Tuesday, October 20

Shouting the Obvious

It may come as a surprise, but it's not exactly fun to have a kid who enjoys yelling, "COW!" in the car early in the morning. The whole shouting and exuberant and perky thing is MUCH MUCH MUCH cuter once the clock makes its way around to at least double digits.

Yet, every morning it's the same thing. I navigate to daycare through the fog that is early morning Mom Brain and Alexis spends the entire drive hunting for animals. Every morning she acts completely shocked and excited to discover that the cows that were there the prior day and the day before that and the day before that and the day before that are still there. It's amazing, really. The cows just stay there in that fenced-off field as if they have no where better to be. Maybe they hang out there especially so Alexis can yell, "COW!" and I can jump out of my skin. Because, you know, it's not like we haven't both lived that moment before.

Anyway, this morning we were navigating the curves in the road and Alexis was keeping an eye out for her cows, just in case they had flown a few miles down the road. As I sat peaking through barely open eyes, somehow I managed to notice a gang of turkeys at the edge of the road. I'm pretty sure that if you're as ugly as a turkey you live in a constant state of suicidal consideration, so I slammed on my brakes, knowing full well no one was behind me.

"TURKEY!" Alexis screamed. Thank goodness she did since, you know, I might not have known what the big ugly birds were if she hadn't told me.

Through her excited chatter, I watched as at least a dozen turkeys leisurely crossed the road in front of us. One after another, they took a few steps into the road, stopped to stare at the car, considered the meaning of life, thought more about how they could commit suicide, smoked a cigarette, recited the Bible, and then finished crossing the road.

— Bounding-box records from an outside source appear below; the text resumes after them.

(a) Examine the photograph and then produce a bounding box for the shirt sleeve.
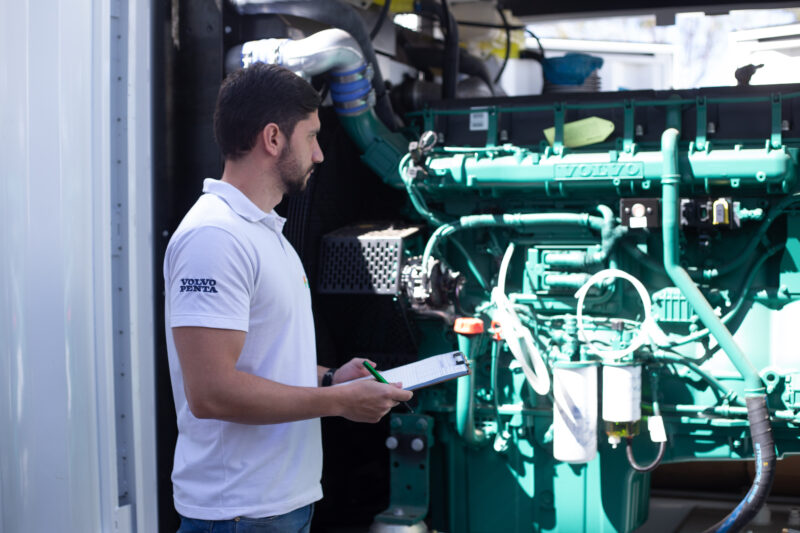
[164,226,255,331]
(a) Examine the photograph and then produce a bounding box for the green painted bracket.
[375,414,433,525]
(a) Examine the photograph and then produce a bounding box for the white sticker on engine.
[469,111,489,131]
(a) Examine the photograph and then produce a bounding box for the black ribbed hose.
[704,395,776,533]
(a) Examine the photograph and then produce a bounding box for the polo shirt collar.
[203,178,286,233]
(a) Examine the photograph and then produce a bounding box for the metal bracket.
[375,414,433,525]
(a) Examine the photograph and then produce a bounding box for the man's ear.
[258,122,286,157]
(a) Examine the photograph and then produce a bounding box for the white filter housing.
[603,365,642,422]
[553,365,597,463]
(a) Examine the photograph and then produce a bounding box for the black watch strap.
[322,368,338,387]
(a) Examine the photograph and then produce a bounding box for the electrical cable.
[625,372,667,472]
[369,0,392,41]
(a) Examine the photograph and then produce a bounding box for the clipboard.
[367,351,470,390]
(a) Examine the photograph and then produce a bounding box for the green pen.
[364,361,414,413]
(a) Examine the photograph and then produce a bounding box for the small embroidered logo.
[181,278,217,292]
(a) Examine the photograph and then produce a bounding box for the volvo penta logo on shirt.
[181,278,217,292]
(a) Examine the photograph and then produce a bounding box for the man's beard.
[277,146,315,195]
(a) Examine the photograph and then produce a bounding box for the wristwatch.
[322,368,339,387]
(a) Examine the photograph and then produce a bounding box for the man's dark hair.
[214,63,320,160]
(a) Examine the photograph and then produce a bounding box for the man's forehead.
[297,111,321,130]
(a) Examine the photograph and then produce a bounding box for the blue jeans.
[178,503,314,533]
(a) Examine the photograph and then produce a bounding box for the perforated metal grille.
[317,226,416,294]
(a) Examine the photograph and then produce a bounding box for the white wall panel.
[0,0,156,533]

I started to consider just how much damage a turkey or ten would do to the car if I just plowed through them. If I had been a little more awake, I probably would have been able to figure out that since I was driving Mr. Husband's SUV, I should have just done it. He wouldn't have cared. In fact, he might have been proud of me.

And then there was Alexis' reaction to the slow motion parade in front of us. I'm thinking the apple doesn't fall far from the Daddy Tree. I swear a little light bulb suddenly came on over top of Alexis' head, her eyes popped wide open, and she proclaimed, "LET'S DRIVE OVER THE TURKEYS! IT'LL BE FUN!"

Watch out, turkeys. The kid will be eligible to get her drivers license in just over twelve years.

(Pssst . . . go (link deleted)!)


  1. Dear Lord, let's all just hope that Alexis and E never meet in their future teenage driver years!

    We have gaggles of deer parading the streets around here and I usually hear "DEER!!" more than once on the way to school. If we ever have to stop for them though . . . she tries to convince me to run them over. Same thought process. I'm blaming it all on her father's influence.

  2. Are you kidding me?! That kid is something else! She's got a warped mind like me.

    I love her!

  3. bwahahahahaha... go alexis. get us a turkey dinner!

  4. Hahahahaha!! That is too funny!! Once, when we had a bunch of deer in our backyard, The Girl asked "Mom, Can we shoot them?" with more excitement in her voice than even The Husband could muster!

    Kids are great!

  5. Unless you are looking to destroy it, I'd consider against it.
    I decided to drive through a canadian goose with the truck. Darn thing tore up the undercarriage.

  6. LMAO, That is hilarious!! My son would be very proud of her for wanting to run over the turkey. They regularly shout from the back seat "Ten points!" if I could possibly run over ANYTHING. Gah! Morbid minds. ;)

  7. And here I thought she was going to beg you to catch one and keep it as a pet! There are turkeys in Glenshaw, by the post office that do that as well! They create traffic jams daily.

  8. Do you yell at her for all the !'s?

  9. @James Bainbridge--Mostly I yell at her for speaking in all caps.

  10. Did she really? Really, really say that?? TOO funny! THere are a bunch of farms on the road we live off of. The girls used to play a game that they would yell, "I see a cow!" "I see a horse!" and one day Bee yelled, "I see a giraffe!" "..." They're lying liars already.

  11. Hilarious - she wanted to mow them down?!?

  12. So it very well could have been Mr. H's SUV with the turkey head in the grill driving around the Burgh the other year when I saw that headless turkey along the highway. 'Splains a lot, it does.